The influence of laser power, scanning speed, tooth depth, and flank tilt angle on the laser hardening process of spline shafts with different dimensions are studied and analyzed in this study. Performing experimental tests wherein test parameters are systematically varied and then using ANOVA analysis demonstrate that the case depth is mainly affected by the factors of laser power and scanning speed. These factors contribute to approximately 70% of case depth variability at the tip and root of splines’ tooth. In addition, a statistically estimated model of case depth at the tip and root of splines is proposed based on correlations between case depths and laser power, scanning speed, rotation speed, flank tilt angle, and tooth depth. These correlations estimate the case depth of splines with an accuracy in which the mean square error is less than 5%. The obtained results can be used to plan the modeling process and be served as a development guideline based on case depth predictions for AISI 4340 steel splines with studied geometries.

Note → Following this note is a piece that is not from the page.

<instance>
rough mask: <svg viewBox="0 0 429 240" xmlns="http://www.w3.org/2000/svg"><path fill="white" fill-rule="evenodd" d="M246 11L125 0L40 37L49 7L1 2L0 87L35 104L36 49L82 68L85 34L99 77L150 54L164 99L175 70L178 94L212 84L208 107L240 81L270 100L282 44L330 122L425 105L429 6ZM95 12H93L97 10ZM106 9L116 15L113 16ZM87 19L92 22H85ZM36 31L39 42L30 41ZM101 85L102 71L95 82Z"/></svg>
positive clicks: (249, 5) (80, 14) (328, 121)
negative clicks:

Even if the validation results of these predicted models are promising, they can be improved by performing additional tests outside the variation range of parameters presented in this study. This ensures the validation of our predictive models on a larger range of parameter variation. Applying an artificial neural network based on the results of these tests can also improve the estimation of predictive models. Lastly, a statistical approach based on validation and verification methods can be applied to evaluate quantitatively the precision of predictive models.